Search code examples
pythonpython-3.xindentationliteralspython-unicode

Using textwrap.dedent() with bytes in Python 3


When I use a triple-quoted multiline string in Python, I tend to use textwrap.dedent to keep the code readable, with good indentation:

some_string = textwrap.dedent("""
    First line
    Second line
    ...
    """).strip()

However, in Python 3.x, textwrap.dedent doesn't seem to work with byte strings. I encountered this while writing a unit test for a method that returned a long multiline byte string, for example:

# The function to be tested

def some_function():
    return b'Lorem ipsum dolor sit amet\n  consectetuer adipiscing elit'

# Unit test

import unittest
import textwrap

class SomeTest(unittest.TestCase):
    def test_some_function(self):
        self.assertEqual(some_function(), textwrap.dedent(b"""
            Lorem ipsum dolor sit amet
              consectetuer adipiscing elit
            """).strip())

if __name__ == '__main__':
    unittest.main()

In Python 2.7.10 the above code works fine, but in Python 3.4.3 it fails:

E
======================================================================
ERROR: test_some_function (__main__.SomeTest)
----------------------------------------------------------------------
Traceback (most recent call last):
  File "test.py", line 16, in test_some_function
    """).strip())
  File "/usr/lib64/python3.4/textwrap.py", line 416, in dedent
    text = _whitespace_only_re.sub('', text)
TypeError: can't use a string pattern on a bytes-like object

----------------------------------------------------------------------
Ran 1 test in 0.001s

FAILED (errors=1)

So: Is there an alternative to textwrap.dedent that works with byte strings?

  • I could write such a function myself, but if there is an existing function, I'd prefer to use it.
  • I could convert to unicode, use textwrap.dedent, and convert back to bytes. But this is only viable if the byte string conforms to some Unicode encoding.

Solution

  • It seems like dedent does not support bytestrings, sadly. However, if you want cross-compatible code, I recommend you take advantage of the six library:

    import sys, unittest
    from textwrap import dedent
    
    import six
    
    
    def some_function():
        return b'Lorem ipsum dolor sit amet\n  consectetuer adipiscing elit'
    
    
    class SomeTest(unittest.TestCase):
        def test_some_function(self):
            actual = some_function()
    
            expected = six.b(dedent("""
                Lorem ipsum dolor sit amet
                  consectetuer adipiscing elit
                """)).strip()
    
            self.assertEqual(actual, expected)
    
    if __name__ == '__main__':
        unittest.main()
    

    This is similar to your bullet point suggestion in the question

    I could convert to unicode, use textwrap.dedent, and convert back to bytes. But this is only viable if the byte string conforms to some Unicode encoding.

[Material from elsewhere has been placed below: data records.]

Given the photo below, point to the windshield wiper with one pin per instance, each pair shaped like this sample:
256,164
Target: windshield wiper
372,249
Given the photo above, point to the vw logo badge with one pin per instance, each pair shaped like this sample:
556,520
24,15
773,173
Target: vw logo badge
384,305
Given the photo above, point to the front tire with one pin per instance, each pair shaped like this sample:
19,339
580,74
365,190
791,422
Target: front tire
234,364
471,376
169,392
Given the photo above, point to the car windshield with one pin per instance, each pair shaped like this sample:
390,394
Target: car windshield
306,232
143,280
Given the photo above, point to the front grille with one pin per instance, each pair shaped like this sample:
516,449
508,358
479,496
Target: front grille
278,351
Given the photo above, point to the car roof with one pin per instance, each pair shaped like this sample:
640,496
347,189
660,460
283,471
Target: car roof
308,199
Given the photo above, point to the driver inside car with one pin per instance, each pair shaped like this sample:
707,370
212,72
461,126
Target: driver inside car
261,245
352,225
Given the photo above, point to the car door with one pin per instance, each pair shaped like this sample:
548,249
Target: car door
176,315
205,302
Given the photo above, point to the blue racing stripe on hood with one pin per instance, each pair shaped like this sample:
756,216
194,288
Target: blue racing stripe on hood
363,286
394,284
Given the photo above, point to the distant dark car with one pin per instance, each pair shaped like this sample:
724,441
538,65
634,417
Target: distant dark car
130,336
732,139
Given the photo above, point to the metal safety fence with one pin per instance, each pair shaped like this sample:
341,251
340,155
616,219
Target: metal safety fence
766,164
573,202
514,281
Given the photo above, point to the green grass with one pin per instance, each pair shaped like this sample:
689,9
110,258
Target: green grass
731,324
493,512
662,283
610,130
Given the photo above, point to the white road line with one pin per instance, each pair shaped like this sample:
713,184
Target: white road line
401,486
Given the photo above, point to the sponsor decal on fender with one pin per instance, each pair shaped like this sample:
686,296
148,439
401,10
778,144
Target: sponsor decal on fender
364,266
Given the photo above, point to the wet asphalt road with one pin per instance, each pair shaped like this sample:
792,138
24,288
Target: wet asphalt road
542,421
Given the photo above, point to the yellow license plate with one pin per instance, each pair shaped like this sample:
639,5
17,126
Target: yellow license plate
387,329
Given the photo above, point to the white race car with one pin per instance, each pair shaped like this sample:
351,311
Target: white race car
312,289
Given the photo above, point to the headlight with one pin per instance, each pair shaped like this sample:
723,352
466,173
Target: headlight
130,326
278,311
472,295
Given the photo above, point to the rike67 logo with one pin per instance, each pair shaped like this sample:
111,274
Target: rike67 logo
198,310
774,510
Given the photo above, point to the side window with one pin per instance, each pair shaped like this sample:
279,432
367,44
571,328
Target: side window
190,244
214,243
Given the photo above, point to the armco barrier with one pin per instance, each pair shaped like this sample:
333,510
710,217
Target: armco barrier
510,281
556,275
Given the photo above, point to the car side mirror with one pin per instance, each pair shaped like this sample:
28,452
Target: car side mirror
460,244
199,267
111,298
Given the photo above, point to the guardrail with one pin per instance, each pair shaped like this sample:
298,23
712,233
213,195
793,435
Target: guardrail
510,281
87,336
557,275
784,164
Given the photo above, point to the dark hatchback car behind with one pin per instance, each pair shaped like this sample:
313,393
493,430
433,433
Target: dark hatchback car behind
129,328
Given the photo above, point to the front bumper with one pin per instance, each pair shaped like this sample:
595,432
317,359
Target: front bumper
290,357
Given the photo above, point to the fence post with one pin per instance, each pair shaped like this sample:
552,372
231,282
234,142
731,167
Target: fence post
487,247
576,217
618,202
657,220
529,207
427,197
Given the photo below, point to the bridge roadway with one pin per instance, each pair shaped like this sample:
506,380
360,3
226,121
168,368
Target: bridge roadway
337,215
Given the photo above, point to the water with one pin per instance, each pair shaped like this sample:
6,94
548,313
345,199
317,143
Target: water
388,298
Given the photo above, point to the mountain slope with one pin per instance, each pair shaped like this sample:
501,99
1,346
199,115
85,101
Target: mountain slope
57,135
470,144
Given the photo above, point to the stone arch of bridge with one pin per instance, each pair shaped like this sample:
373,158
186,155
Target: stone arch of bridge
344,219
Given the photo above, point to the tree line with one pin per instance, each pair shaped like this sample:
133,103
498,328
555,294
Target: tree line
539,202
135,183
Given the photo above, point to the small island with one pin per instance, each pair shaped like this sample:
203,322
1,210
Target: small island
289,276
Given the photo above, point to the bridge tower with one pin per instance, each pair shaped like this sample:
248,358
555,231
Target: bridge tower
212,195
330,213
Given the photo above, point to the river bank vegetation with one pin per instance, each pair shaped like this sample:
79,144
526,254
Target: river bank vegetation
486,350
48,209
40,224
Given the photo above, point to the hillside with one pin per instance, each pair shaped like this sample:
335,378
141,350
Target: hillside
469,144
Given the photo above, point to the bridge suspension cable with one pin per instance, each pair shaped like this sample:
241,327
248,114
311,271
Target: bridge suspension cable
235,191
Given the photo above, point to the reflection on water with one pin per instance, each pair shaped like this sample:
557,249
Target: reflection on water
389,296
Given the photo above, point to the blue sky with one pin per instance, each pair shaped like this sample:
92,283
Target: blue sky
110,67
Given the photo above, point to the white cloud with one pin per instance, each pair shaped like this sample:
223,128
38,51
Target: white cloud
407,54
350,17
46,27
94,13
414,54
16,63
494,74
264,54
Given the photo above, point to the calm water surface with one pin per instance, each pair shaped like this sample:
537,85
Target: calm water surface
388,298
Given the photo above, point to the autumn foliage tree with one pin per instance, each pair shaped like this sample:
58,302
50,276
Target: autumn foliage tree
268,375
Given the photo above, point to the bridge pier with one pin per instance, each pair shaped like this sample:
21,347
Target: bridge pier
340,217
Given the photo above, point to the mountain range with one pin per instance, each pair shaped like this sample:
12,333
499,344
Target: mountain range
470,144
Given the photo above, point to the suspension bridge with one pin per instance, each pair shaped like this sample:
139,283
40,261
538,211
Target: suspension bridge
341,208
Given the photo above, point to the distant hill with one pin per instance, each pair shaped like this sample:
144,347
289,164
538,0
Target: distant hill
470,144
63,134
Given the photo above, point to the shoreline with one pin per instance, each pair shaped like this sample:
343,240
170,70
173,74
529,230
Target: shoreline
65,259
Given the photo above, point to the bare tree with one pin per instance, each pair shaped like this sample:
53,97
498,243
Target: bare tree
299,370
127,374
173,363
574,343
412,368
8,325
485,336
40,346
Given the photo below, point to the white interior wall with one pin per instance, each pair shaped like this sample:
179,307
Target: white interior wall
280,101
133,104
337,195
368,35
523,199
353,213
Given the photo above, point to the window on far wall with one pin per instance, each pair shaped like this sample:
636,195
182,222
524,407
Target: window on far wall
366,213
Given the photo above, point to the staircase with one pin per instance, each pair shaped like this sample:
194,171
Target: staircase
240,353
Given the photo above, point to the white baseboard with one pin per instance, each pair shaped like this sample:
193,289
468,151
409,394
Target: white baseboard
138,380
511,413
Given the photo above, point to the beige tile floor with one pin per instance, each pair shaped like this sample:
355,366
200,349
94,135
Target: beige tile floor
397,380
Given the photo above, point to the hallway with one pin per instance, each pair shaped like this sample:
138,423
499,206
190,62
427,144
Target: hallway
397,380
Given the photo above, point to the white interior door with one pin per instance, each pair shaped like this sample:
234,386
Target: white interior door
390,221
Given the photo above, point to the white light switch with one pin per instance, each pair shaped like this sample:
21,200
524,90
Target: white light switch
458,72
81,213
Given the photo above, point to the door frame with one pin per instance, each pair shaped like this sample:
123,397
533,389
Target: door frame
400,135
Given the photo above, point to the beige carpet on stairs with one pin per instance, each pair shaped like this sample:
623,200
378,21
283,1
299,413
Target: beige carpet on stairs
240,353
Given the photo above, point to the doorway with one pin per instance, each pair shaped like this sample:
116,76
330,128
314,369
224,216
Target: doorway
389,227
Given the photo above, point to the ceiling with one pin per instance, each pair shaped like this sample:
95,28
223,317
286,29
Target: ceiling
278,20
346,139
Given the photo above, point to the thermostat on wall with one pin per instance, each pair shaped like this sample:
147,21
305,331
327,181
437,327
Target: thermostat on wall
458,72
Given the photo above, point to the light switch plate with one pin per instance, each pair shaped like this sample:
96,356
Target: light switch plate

    But you're misunderstanding something about encodings here - if you can write the string literal in your test like that in the first place, and have the file successfully parsed by python (i.e. the correct coding declaration is on the module), then there is no "convert to unicode" step here. The file gets parsed in the encoding specified (or sys.defaultencoding, if you didn't specify) and then when the string is a python variable it is already decoded.